I remember a meeting I had some years ago with a couple of brothers in Christ. We needed to find a speaker for a men’s retreat. One man said, “The last thing we want is theology. We need something practical.” Too often, that’s the assumption: theology is not helpful. But when the retreat was done, the speaker proved to be quite helpful precisely because he was theological. He taught the doctrines of God’s Word with clarity, conviction, and a call to respond.
What Is Helpful Theology?
Theology is serious thinking about Christian doctrine. The doctrines of the faith summarize and explain the teachings of the Holy Scriptures. The Bible commends “sound doctrine” (Titus 2:1), which means healthy teaching.
Systematic theology is the study of what the whole Bible teaches about a given doctrine and its connection to other doctrines. For example, how can a sinner be justified or counted righteous by God? What does justification show us about God, Christ, and ourselves?
The purpose of systematic theology, like all Christian teaching, is not to cause arguments but to strengthen faith and godliness (1 Tim. 1:4–5). As Reformed theologians have said, “Theology is the doctrine of living to God by Christ.”
But that does not mean that all theology is helpful. When I opened the first systematic theology I ever read, I thought, “This is great! The author is thinking deeply about the faith.” But in that book, the author said that it is absurd to talk about the resurrection of Christ’s physical body from the dead. The author was an unbeliever. Needless to say, I put that book down.
Systematic theology is only helpful if it is faithful to the Word of God, especially the gospel that Christ died for our sins and rose from the dead (1 Cor. 15:3–4). Therefore, we should exercise discernment. We can learn something from virtually anyone, even unbelievers. But when we study doctrine and theology, we must choose our teachers wisely.
Why Is Theology Helpful?
Systematic theology is helpful because knowledge is a key to growing in grace (2 Peter 1:2; 2 Peter 3:18). The very essence of eternal life is knowing God (John 17:3). The Apostle Paul treasured the knowledge of Christ above all other things (Phil. 3:8). Paul counted himself privileged to preach “the unsearchable riches of Christ” (Eph. 3:8).

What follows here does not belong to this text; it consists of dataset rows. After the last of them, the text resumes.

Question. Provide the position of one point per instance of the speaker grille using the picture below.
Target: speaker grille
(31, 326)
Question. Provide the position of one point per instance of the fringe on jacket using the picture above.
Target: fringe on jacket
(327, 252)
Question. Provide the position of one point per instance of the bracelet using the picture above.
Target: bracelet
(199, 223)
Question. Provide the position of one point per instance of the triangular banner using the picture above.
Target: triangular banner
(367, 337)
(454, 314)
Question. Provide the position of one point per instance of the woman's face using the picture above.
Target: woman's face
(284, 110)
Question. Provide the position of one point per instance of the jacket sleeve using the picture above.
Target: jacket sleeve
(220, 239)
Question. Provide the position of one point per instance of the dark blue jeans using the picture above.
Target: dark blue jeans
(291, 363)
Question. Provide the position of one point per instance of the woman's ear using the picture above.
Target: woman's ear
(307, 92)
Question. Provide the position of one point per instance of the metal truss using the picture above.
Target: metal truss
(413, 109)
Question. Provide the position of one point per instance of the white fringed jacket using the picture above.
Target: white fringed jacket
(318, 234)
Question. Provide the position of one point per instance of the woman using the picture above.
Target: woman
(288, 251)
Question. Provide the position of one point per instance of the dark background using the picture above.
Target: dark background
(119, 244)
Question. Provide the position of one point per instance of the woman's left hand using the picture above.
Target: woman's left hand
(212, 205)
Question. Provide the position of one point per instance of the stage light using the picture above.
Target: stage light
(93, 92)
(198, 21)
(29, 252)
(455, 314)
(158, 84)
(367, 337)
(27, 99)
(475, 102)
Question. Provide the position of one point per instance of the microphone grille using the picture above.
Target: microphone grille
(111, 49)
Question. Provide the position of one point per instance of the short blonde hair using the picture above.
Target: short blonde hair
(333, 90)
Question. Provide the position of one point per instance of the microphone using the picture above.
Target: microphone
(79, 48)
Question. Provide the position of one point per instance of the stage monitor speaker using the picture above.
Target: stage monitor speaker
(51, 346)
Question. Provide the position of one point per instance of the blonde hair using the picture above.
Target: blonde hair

Too often, we just go through life without thinking about why we do what we do. Systematic theology draws from the Bible answers to life’s biggest questions. Who is God? What is His purpose for the world? Who am I? Why am I here? Why is there evil? How do I overcome it? Who are the people who can help me? Where is history going?
Best of all, Christian theology is a means of knowing the triune God: the Father in His eternal love, the Son in His saving grace, and the Holy Spirit in the sweet fellowship He gives us with God and each other (2 Cor. 13:14). The knowledge of the Lord is worth more than all human wisdom, power, and wealth (Jer. 9:23–24). God uses His Word to set us free and make us holy, as He is holy (John 8:31–32; John 17:17).
How Can We Read Theology in a Helpful Way?
The responsibility to make theology helpful does not rest solely on the author. The reader has work to do as well. Here are some tips on how to make the best use of systematic theology.
1. Read theology to feed your love, not your pride.
Knowledge tends to puff us up with arrogance, but if our motive is love we will aim to build up other people (1 Cor. 8:1).
2. Read theology with an open Bible.
Look up Scripture references. Read them in context. Be like the Bereans, who were “examining the Scriptures daily” to verify what they heard (Acts 17:11).
3. Read theology prayerfully.
Don’t just read about God; read in the presence of God. Seek God as you study. Feed your soul with His glory and grace (Ps. 63:5–8). Love God with “all your mind” (Mark 12:30).
4. Read theology with faith in Christ. Christ is the Word, the revealer of God (John 1:1, 18).
Depend on Him to open your mind to understand the Word (Luke 24:45).
5. Read theology with attention and meditation (2 Tim. 2:7).
We read some books quickly for tidbits of insight. But a good systematic theology is worth reading carefully.
6. Read theology knowing your limitations.
You are not God. Therefore, it is foolish to think that you can fully understand God (Ps. 145:3). But you are a human being created in the image of God (Gen. 1:27). Therefore, by Christ’s grace you can know God (1 John 5:20).
7. Read theology for doxology.
Frequently offer God praise and thanksgiving for what He is revealing about Himself (Ps. 119:164). That makes theology a foretaste of heaven!